DIG / L’édition 2025 de l’Indice de performance des ports à conteneurs (CPPI), publié le 10 juin 2026, par la Banque mondiale et S&P Global Market Intelligence, classe le port d’Owendo à la 24e position africaine et à la 300e mondiale.
L’indice mesure le temps écoulé entre l’arrivée d’un navire en rade et son départ du poste d’amarrage, une fois l’échange de cargaisons effectué.
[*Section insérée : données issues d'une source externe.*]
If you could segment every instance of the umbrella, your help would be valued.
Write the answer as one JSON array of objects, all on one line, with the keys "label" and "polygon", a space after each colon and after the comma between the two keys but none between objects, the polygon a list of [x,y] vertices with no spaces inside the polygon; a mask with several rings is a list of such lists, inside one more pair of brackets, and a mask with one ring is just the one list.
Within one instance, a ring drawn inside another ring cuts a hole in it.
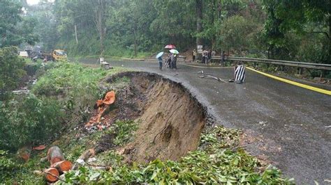
[{"label": "umbrella", "polygon": [[166,49],[175,49],[176,48],[176,47],[175,45],[166,45],[164,48],[166,48]]},{"label": "umbrella", "polygon": [[156,55],[156,58],[160,58],[161,56],[162,56],[163,55],[164,52],[160,52],[159,53],[159,54]]},{"label": "umbrella", "polygon": [[178,54],[179,52],[178,52],[178,51],[177,51],[176,49],[170,49],[170,53],[172,53],[174,54]]}]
Il repose sur des données réelles d’escales plutôt que sur des indicateurs déclaratifs, capturant les effets combinés de l’accès nautique, de la disponibilité des postes à quai, de la productivité de la manutention et de la coordination entre acteurs.
Tanger Med en tête, Owendo dans le ventre mou
Sur le continent, c’est Tanger Med (Maroc) qui s’impose en tête, classé 6e mondial, devant Port-Saïd (Égypte, 15e), Djibouti (53e), Damiette (105e) et El Sokhna (115e).
Owendo (300e mondial) se retrouve juste derrière Alexandrie (299e) et devant Nouakchott (304e).
Dans sa sous-région, il distance Pointe-Noire (391e) et Douala (370e), mais reste loin de Malabo (222e) et de San Pedro (211e).
La structure importatrice, talon d’Achille des ports africains
Les ports dominés par les importations sont confrontés à une plus grande incertitude en matière de parcs à conteneurs et de stockage, ce qui pèse structurellement sur leurs scores.
Owendo, porte d’entrée quasi exclusive des marchandises destinées au marché gabonais, illustre précisément ce schéma, une réalité partagée par la majorité des plateformes d’Afrique subsaharienne où la concurrence entre hubs reste limitée.
Kobe-Kobe en horizon
En 2025, la performance portuaire mondiale a connu une légère détérioration générale, les économies dotées de meilleures infrastructures tirant leur épingle du jeu.
Pour le Gabon, la question de la modernisation portuaire reste entière, à l’heure où le projet de port en eaux profondes de Kobe-Kobe est censé repositionner le pays sur la carte logistique régionale.